In the face of often overwhelming evidence that their journeys may be undertaken in vain, they still leave. Climate change, poverty and outright persecution drive many to migrate. But migrants are enticed with false promises to take dangerous journeys. Tantalizing photos appear on social media of migrants apparently doing well in Europe, while messaging apps provide secret channels through which smugglers guide migrants on their journeys. This is a disturbing development.
The worst abuse happens at the hands of people looking to make a profit from the lucrative business of people smuggling. They show no mercy in enslaving migrants or torturing them for extortion.
A few months ago, IOM highlighted the fact that smugglers had arranged for a Facebook Live broadcast of some 75 migrants being held and tortured in a dungeon. Short video clips were sent via the mobile phone messenger platforms to anguished family members thousands of miles away.
Unfortunately, it is difficult to reach or influence the criminal gangs behind these acts. So we are asking social media giants to prevent their platforms from becoming instruments of migrant exploitation.
Many detained migrants want only to go home and right now; often, only IOM can help them. Indeed, already this year IOM has managed to return over 10,000 stranded migrants to their homes — many of whom had spent months, or even years, in Libya’s worst detention centers. Since 2015, we have flown a total of 13,530 men, women and children home to 30 countries.
The closure of all the centers is still not a reality, so to save lives we must be pragmatic. We need to provide an escape from the grinding nightmare of detention by helping migrants get home, and simultaneously protect them in detention.
In Libya today, brave IOM staff are working against the odds to improve conditions to meet minimum standards of safety, hygiene and sanitation: installing proper toilets and water purification systems, repairing sewage pipes and electrical cabling, and providing ventilation fans and water heaters.
Migrants in detention have limited choices and are subject to extreme stress. But they can make informed decisions that save their lives.
Right now, IOM’s voluntary humanitarian return assistance is one of few viable humane solutions for migrants in this Libyan nightmare. They can decide to go home in a free and informed process, with institutional safeguards. They can withdraw an application any time — as some do.
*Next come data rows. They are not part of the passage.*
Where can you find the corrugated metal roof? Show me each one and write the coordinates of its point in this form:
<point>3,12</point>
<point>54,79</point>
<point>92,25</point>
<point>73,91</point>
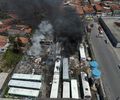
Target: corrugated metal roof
<point>24,84</point>
<point>66,90</point>
<point>65,69</point>
<point>23,92</point>
<point>27,77</point>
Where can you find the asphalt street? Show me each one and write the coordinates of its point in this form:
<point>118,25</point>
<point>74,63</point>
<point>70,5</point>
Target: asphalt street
<point>108,62</point>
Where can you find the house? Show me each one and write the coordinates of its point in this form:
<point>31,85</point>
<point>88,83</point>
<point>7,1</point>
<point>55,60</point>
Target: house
<point>4,43</point>
<point>19,29</point>
<point>89,10</point>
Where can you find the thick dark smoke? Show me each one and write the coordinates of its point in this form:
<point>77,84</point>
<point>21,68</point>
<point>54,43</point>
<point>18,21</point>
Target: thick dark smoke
<point>66,23</point>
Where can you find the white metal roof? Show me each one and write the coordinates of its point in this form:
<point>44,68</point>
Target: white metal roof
<point>24,84</point>
<point>23,92</point>
<point>82,52</point>
<point>85,84</point>
<point>74,89</point>
<point>66,90</point>
<point>55,87</point>
<point>27,77</point>
<point>3,77</point>
<point>65,69</point>
<point>57,66</point>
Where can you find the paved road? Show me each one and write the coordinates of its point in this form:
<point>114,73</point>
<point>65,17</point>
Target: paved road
<point>108,61</point>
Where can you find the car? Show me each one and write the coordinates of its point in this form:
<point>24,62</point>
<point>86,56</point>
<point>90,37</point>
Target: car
<point>106,41</point>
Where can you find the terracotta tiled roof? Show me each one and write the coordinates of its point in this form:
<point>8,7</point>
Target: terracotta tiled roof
<point>88,9</point>
<point>79,10</point>
<point>23,40</point>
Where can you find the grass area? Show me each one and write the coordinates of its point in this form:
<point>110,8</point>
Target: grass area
<point>11,58</point>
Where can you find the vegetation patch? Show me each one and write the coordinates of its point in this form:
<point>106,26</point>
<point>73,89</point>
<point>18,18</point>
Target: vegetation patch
<point>11,58</point>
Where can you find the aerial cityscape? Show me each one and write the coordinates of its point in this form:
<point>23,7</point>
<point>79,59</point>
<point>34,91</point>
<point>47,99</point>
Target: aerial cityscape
<point>60,49</point>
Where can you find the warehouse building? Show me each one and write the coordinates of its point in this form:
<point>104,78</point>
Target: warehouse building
<point>111,27</point>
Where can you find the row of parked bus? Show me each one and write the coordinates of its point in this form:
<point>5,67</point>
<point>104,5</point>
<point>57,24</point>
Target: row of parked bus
<point>70,87</point>
<point>71,90</point>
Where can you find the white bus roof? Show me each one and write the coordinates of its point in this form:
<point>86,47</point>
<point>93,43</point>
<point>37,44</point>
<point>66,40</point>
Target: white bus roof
<point>57,66</point>
<point>82,52</point>
<point>85,84</point>
<point>74,89</point>
<point>23,92</point>
<point>24,84</point>
<point>27,77</point>
<point>65,69</point>
<point>55,87</point>
<point>66,90</point>
<point>3,77</point>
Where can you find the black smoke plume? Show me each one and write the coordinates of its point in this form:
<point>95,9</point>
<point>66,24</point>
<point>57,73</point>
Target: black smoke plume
<point>66,22</point>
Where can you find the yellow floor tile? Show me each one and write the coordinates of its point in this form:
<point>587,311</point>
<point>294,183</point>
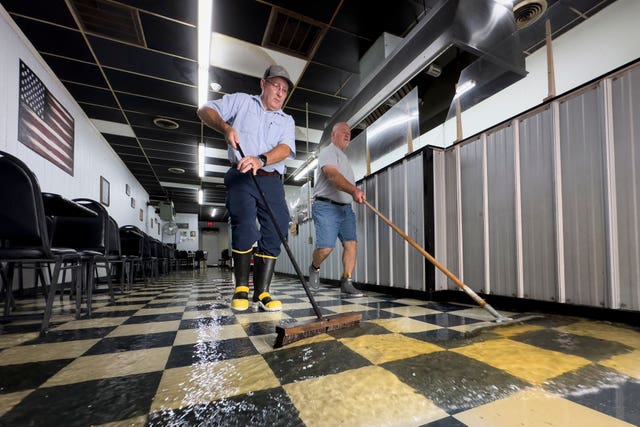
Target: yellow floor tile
<point>536,408</point>
<point>157,311</point>
<point>211,333</point>
<point>111,365</point>
<point>98,322</point>
<point>44,352</point>
<point>405,325</point>
<point>9,400</point>
<point>109,309</point>
<point>533,364</point>
<point>388,347</point>
<point>628,364</point>
<point>205,314</point>
<point>190,385</point>
<point>144,328</point>
<point>369,396</point>
<point>410,311</point>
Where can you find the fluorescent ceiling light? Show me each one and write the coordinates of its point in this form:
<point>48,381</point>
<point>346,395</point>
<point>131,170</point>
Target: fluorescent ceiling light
<point>179,185</point>
<point>201,149</point>
<point>205,9</point>
<point>464,87</point>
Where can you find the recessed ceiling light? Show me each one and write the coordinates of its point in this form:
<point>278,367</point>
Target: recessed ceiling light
<point>165,123</point>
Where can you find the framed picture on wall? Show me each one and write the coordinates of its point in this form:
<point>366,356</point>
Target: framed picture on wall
<point>104,191</point>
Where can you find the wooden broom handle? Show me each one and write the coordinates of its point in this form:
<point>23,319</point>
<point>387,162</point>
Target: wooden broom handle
<point>427,255</point>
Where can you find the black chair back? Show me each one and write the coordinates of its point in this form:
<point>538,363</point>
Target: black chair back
<point>22,217</point>
<point>83,233</point>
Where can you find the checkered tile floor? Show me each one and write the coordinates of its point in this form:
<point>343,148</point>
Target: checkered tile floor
<point>172,353</point>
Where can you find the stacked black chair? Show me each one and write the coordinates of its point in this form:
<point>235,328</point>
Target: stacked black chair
<point>132,243</point>
<point>224,262</point>
<point>24,239</point>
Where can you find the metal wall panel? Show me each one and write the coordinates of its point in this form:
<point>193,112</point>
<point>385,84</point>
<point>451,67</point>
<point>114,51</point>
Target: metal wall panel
<point>359,274</point>
<point>398,257</point>
<point>502,210</point>
<point>415,222</point>
<point>626,132</point>
<point>372,232</point>
<point>451,188</point>
<point>537,201</point>
<point>583,197</point>
<point>384,232</point>
<point>472,215</point>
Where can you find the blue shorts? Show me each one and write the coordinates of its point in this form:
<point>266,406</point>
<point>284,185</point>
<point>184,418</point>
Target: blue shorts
<point>331,222</point>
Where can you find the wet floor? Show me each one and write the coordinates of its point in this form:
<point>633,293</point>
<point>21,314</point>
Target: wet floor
<point>172,353</point>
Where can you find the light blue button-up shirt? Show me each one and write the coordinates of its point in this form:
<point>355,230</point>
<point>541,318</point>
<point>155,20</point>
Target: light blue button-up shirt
<point>259,130</point>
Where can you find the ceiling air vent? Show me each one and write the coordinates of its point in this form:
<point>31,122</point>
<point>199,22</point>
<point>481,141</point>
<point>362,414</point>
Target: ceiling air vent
<point>527,12</point>
<point>111,20</point>
<point>291,34</point>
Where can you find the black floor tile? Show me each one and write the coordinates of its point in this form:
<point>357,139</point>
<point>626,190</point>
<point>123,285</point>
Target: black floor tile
<point>270,407</point>
<point>28,375</point>
<point>87,403</point>
<point>133,342</point>
<point>210,351</point>
<point>455,382</point>
<point>302,362</point>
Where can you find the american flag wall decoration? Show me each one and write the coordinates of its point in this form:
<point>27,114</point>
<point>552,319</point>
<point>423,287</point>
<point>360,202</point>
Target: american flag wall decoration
<point>44,125</point>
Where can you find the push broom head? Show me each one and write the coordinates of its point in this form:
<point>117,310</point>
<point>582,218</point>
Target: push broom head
<point>290,334</point>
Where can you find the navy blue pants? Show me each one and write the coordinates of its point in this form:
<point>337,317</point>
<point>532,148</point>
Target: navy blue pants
<point>245,205</point>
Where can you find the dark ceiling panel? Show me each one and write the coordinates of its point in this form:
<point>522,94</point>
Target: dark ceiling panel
<point>324,79</point>
<point>150,87</point>
<point>56,40</point>
<point>76,71</point>
<point>159,79</point>
<point>156,107</point>
<point>170,36</point>
<point>183,10</point>
<point>90,94</point>
<point>242,19</point>
<point>143,61</point>
<point>54,11</point>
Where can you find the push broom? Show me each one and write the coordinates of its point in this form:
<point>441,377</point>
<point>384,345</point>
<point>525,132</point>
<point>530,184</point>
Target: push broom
<point>481,302</point>
<point>289,334</point>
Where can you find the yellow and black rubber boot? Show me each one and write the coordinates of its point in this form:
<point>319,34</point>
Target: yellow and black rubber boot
<point>263,266</point>
<point>241,266</point>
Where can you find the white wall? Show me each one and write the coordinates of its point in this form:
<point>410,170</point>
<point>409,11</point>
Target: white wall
<point>604,42</point>
<point>187,242</point>
<point>93,156</point>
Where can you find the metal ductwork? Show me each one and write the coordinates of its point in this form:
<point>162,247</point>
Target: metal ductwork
<point>484,28</point>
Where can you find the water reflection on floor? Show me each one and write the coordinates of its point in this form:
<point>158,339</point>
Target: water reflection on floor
<point>173,353</point>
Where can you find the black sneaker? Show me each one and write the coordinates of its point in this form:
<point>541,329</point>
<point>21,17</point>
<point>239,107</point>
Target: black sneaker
<point>346,286</point>
<point>314,278</point>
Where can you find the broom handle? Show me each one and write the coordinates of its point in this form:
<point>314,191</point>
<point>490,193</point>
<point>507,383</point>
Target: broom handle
<point>283,239</point>
<point>435,262</point>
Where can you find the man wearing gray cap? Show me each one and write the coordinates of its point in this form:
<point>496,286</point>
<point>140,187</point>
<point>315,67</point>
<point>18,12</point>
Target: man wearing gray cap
<point>257,124</point>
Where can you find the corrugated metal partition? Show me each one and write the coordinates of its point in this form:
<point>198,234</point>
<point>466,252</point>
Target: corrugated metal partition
<point>471,188</point>
<point>501,212</point>
<point>539,256</point>
<point>626,141</point>
<point>581,125</point>
<point>550,203</point>
<point>545,207</point>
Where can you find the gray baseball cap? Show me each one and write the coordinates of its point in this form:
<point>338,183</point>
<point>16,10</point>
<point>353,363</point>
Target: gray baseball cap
<point>278,71</point>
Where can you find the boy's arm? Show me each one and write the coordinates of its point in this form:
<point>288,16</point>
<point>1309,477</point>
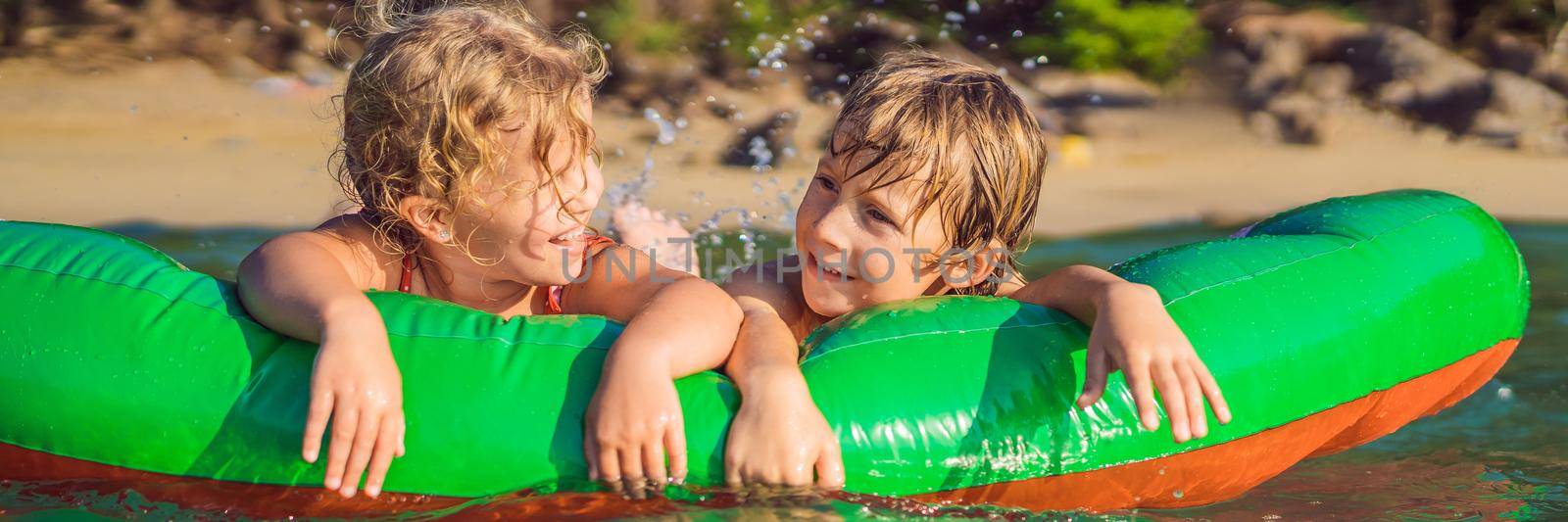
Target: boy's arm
<point>676,325</point>
<point>1133,331</point>
<point>302,284</point>
<point>778,436</point>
We are working to establish safe houses as alternatives to detention for the most vulnerable, especially children and victims of trafficking. We want women and children who are released from detention to be temporarily placed inside migrant community houses, and for migrants with medical and mental health conditions to be released to hospitals.
IOM is working to establish what we call a Migrant Response and Resource Mechanism that provides information and referral services including health screening, psychological first aid and support to vulnerable migrants from mobile teams. Libya, once a destination for hardworking migrants across the continent to earn a living wage in decent conditions, can become just that once again.
We have been criticized for our work in detention centers but let’s be clear: Not a single additional migrant is detained as a result, nor does our work prolong detention.
Instead, it offers a glimmer of hope for brutalized, innocent people as long as they are locked up. If we were not bearing witness and improving conditions, I know that migrants would unnecessarily die.
William Lacy Swing is the director general of the UN Migration Agency.